A sell-off wave has struck the stock market, with major indices heading to their biggest losses since March. The sell-off has been fuelled by growing concerns about a second wave of the COVID-19 pandemic that has already triggered lockdowns in Europe. Uncertainty in the U.S ahead of the presidential elections also continues to rattle sentiments. Robinhood co-CEO Vlad Tenev believes young investors will jump in and buy pullbacks.
Pull Backs Buying
According to Tenev, the young investors who account for the biggest share of Robinhood traders have learnt from the March sell-off and are likely to interpret the current sell-off as a buying opportunity. The markets have held steady in recent months, with small pullbacks followed by strong buy pressure that have powered equities to record highs.
Young investors are increasingly flocking the commission-free trading app in pursuit of investment opportunities. The investors are believed to be the catalyst behind the recent Bull Run that has seen equities race to record highs in total disregard of underlying fundamentals.

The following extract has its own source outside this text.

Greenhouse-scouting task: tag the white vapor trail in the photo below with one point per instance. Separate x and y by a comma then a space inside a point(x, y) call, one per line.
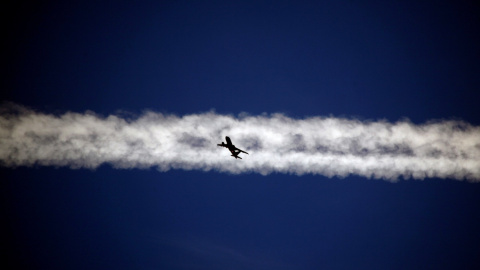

Stocks have continued to race amid growing concerns of economic recession owing to the COVID-19 pandemic. Stocks have rallied even on Congress failing to reach an agreement on a new stimulus package needed to address the economic slowdown. It waits to be seen if Robinhood traders will once again come to the rescue and stop the markets edging lower following the recent sell-off.
Morgan Stanley Emerging Markets Bet
Amid the uncertainties, Morgan Stanley analysts are advising investors to focus on emerging market currencies and sovereign credit as they are expected to benefit a great deal from the year-end rally. The Wall Street bank has especially taken note of the Brazil real and Mexico Peso, and the Colombia peso. The bank has also entered long positions on the South Africa rand and Russia Ruble.
The bank is going long on emerging markets currencies on growing confidence about fewer political risks in the near future. The analysts expect returns going forward to be much higher and stronger from credit and local rates.